Debugging is when we fix a piece of code that we know is working incorrectly. In this case, we know that fahr_to_kelvin is giving us the wrong answer, so let’s find out why.

For big pieces of code, there are tools called debuggers that aid in this process. Since we just have a short function, we’ll debug by choosing some parameter value, breaking our function into small parts, and printing out the value of each part.

# We'll use temp = 212, the boiling point of water, which was incorrect
print "212 - 32:", 212 - 32
212 - 32: 180
print "(212 - 32) * (5/9):", (212 - 32) * (5/9)
(212 - 32) * (5/9): 0

Aha! The problem comes when we multiply by 5/9. This is because 5/9 is actually 0.

5/9
0

Computers store numbers in one of two ways: as integers or as floating-point numbers (or floats). The first are the numbers we usually count with; the second have fractional parts. Addition, subtraction and multiplication work on both as we’d expect, but division works differently. If we divide one integer by another, we get the quotient without the remainder:

print '10/3 is:', 10/3
10/3 is: 3

If either part of the division is a float, on the other hand, the computer creates a floating-point answer:

print '10.0/3 is:', 10.0/3
10.0/3 is: 3.33333333333

The computer does this for historical reasons: integer operations were much faster on early machines, and this behavior is actually useful in a lot of situations. It’s still confusing, though, so Python 3 produces a floating-point answer when dividing integers if it needs to. We’re still using Python 2.7 in this class, though, so if we want 5/9 to give us the right answer, we have to write it as 5.0/9, 5/9.0, or some other variation.
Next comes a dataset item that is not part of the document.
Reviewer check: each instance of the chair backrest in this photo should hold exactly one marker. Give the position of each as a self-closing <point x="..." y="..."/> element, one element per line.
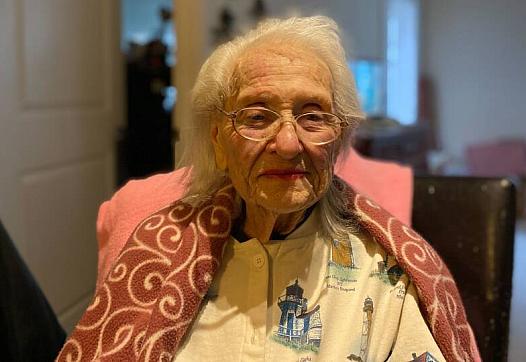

Another way to create a floating-point answer is to explicitly tell the computer that you desire one. This is achieved by casting one of the numbers:

print 'float(10)/3 is:', float(10)/3
float(10)/3 is: 3.33333333333

The advantage to this method is it can be used with existing variables. Let’s take a look:

a = 10
b = 3
print 'a/b is:', a/b
print 'float(a)/b is:', float(a)/b
a/b is: 3
float(a)/b is: 3.33333333333

Let’s fix our fahr_to_kelvin function with this new knowledge:

def fahr_to_kelvin(temp):
    return ((temp - 32) * (5.0/9.0)) + 273.15

print 'freezing point of water:', fahr_to_kelvin(32)
print 'boiling point of water:', fahr_to_kelvin(212)
freezing point of water: 273.15
boiling point of water: 373.15

Composing Functions

Now that we’ve seen how to turn Fahrenheit into Kelvin, it’s easy to turn Kelvin into Celsius:

def kelvin_to_celsius(temp):
    return temp - 273.15

print 'absolute zero in Celsius:', kelvin_to_celsius(0.0)
absolute zero in Celsius: -273.15

What about converting Fahrenheit to Celsius? We could write out the formula, but we don’t need to. Instead, we can compose the two functions we have already created:

def fahr_to_celsius(temp):
    temp_k = fahr_to_kelvin(temp)
    result = kelvin_to_celsius(temp_k)
    return result

print 'freezing point of water in Celsius:', fahr_to_celsius(32.0)
freezing point of water in Celsius: 0.0

This is our first taste of how larger programs are built: we define basic operations, then combine them in ever-large chunks to get the effect we want. Real-life functions will usually be larger than the ones shown here — typically half a dozen to a few dozen lines — but they shouldn’t ever be much longer than that, or the next person who reads it won’t be able to understand what’s going on.